There is no "winning" in Animal Crossing. Everyone plays in the manner that suits them. Some folks want to let the game progress slowly while they fish and build, and others want to TT and use the terraforming tools to create their masterpiece island. Some folks spend time and resources to track down their dreamies who make them happy, and others just chill and let time bring them a variety of villagers that they enjoy checking out. There is no wrong way to play AC. My point being: imho, you can't "cheat" at AC because there is no winning and no competition. Is duping cheating? It's definitely exploiting the code in a manner that wasn't intended, but isn't TTing back to Sunday and selling turnips over and over again in a given week on turnip.exchange also exploiting the code in a manner that wasn't intended? Can you truly cheat in AC when you can never actually win at AC?

Pros to duping:
- Duping can be a quality of life upgrade - "I'll never have to spend hours creating tarantula islands again" or "I'll never have to dig up and diy another clam again!" (People are freakin' duplicating fish bait! That's how painful that game mechanic is!) or "I'll never have to fill my house with turnips again. I can finally decorate my house."
- People can go island hopping for their dreamies instead of paying those insane prices.

Cons to duping:
- I say there is no competition (and there isn't on your own island), but there is competition among players in an online community to buy villagers or items. By duping bells or NMTs or rare items such as star fragments and gold nuggets, the duping player definitely has an advantage over the non-duping player.
- You have the potential to make your game unenjoyable. Games walk a fine line to make something just challenging enough to be rewarding. When you overcome the challenge, you feel a sense of reward. If it's too easy, then you don't feel that sense of reward. (And conversely, if it's too hard, it's just frustrating and you quit. I'm looking at you fish bait!)

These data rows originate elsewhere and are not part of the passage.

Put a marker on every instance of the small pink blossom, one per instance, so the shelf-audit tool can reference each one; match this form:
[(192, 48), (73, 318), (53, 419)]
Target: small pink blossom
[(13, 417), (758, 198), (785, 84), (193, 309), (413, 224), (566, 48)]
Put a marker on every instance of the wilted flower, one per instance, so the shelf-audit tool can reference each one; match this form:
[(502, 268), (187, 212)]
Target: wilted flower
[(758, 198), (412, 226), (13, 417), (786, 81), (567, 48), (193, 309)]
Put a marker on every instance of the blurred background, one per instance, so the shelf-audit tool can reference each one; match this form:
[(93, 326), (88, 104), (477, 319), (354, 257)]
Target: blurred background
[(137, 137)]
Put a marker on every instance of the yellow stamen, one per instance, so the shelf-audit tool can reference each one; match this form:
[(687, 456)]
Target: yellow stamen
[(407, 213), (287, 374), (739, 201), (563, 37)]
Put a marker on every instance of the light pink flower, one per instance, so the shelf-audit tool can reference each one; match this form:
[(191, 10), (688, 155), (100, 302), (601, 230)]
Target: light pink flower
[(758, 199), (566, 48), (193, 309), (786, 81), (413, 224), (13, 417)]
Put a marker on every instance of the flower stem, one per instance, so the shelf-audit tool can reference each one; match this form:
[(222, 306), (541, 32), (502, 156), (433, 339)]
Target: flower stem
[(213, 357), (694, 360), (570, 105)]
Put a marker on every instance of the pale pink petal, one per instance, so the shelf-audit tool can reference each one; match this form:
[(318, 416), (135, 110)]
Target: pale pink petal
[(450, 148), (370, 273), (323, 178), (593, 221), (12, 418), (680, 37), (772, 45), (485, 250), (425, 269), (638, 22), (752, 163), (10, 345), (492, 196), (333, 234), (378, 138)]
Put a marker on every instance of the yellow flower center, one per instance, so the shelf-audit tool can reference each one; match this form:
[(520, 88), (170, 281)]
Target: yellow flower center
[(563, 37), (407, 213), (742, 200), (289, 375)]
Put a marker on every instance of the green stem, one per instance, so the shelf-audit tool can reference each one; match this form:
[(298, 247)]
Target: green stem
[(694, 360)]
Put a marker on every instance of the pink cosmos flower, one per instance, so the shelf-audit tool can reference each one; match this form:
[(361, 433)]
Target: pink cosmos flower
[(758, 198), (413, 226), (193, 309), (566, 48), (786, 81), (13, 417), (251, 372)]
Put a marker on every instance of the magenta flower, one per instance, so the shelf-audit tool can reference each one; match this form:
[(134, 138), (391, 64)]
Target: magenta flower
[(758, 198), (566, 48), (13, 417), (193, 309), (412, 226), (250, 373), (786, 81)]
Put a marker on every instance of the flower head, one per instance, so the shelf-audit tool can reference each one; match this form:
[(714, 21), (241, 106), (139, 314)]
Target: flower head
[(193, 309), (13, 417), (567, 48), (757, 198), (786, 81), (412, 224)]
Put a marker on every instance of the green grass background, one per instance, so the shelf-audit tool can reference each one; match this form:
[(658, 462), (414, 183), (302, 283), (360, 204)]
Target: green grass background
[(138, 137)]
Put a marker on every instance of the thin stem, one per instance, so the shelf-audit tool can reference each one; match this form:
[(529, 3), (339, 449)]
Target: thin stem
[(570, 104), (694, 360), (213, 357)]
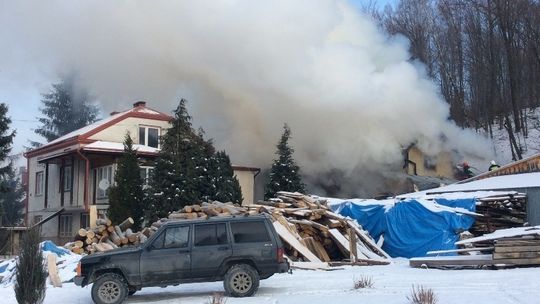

Things that look like cons that I don't think are cons:
- If they patch the dupe, players entering after the patch will be at a disadvantage because they are entering an online community with an inflated economy. I don't think this is a con because this has always been the case, since day one. I've never been able to afford Raymond or Judy since the very beginning. Short of buying NMTs on Ebay, I wouldn't be able to afford them. This has been the community economy from the beginning. This is a level playing field for us all.

This dupe seems really easy to patch because it involves the way the game saves data. You're saving your pocket state and not the mailbox state as you switch characters. They just need to save the mailbox state between switching characters during multiplayer mode.

Even if they patch this, duping will not disappear. We, as a community, need to learn how to live with it. Most of the time, mobs are massive, headless beasts that follow emotion and not logic. With leadership and guidance, that can change, but I don't think that will happen in this case - there are too many heads to this beast (TBT, Reddit, Discord, Twitter, etc). So, as a community, we can't change the duping in our beloved game and community, I think we have to learn to live with it, make peace with it, and play our sweet little game and enjoy our sweet little community with duping as a known and existing element.


----------



## An0nn (May 14, 2020)

Nintendo patched the interest rates and bug spawns, I would imagine this type of exploit would be high on their priority list. One of their main focuses seems to be maximizing the longevity of this game and exploits like this becoming widely used tend to hurt rather than help in that regard.



mentali said:


> Also I agree that the community is not always as wholesome as it always portrays itself to be. :/


There is a sickly-sweet kind of toxicity that seems unique to the communities that pride themselves on their wholesomeness. I feel like I’ve seen a lot of that since I joined the ac community. The aggression tends to be largely passive opposed to overt. You’re not dumb, you’re morally inferior. And you’re not a “scrub” you’re just “not a true fan”. You see posts and threads all the time where people are embarrassed because they like the “wrong” villagers or defensive/apologetic because they play the game the “wrong” way; obviously that sort of mentality would not be as prevalent in a community as accepting and positive as this one touts itself as being. It’s disappointing, but not terribly surprising. There’s nastiness in every community; sometimes it just comes in different flavors.


----------



## victoriae350 (May 14, 2020)

An0nn said:


> Nintendo patched the interest rates and bug spawns, I would imagine this type of exploit would be high on their priority list. One of their main focuses seems to be maximizing the longevity of this game and exploits like this becoming widely used tend to hurt rather than help in that regard.
> 
> 
> There is a sickly-sweet kind of toxicity that seems unique to the communities that pride themselves on their wholesomeness. I feel like I’ve seen a lot of that since I joined the ac community. The aggression tends to be largely passive opposed to overt. You’re not dumb, you’re morally inferior. And you’re not a “scrub” you’re just “not a true fan”. You see posts and threads all the time where people are embarrassed because they like the “wrong” villagers or defensive/apologetic because they play the game the “wrong” way; obviously that sort of mentality would not be as prevalent in a community as accepting and positive as this one touts itself as being. It’s disappointing, but not terribly surprising. There’s nastiness in every community; sometimes it just comes in different flavors.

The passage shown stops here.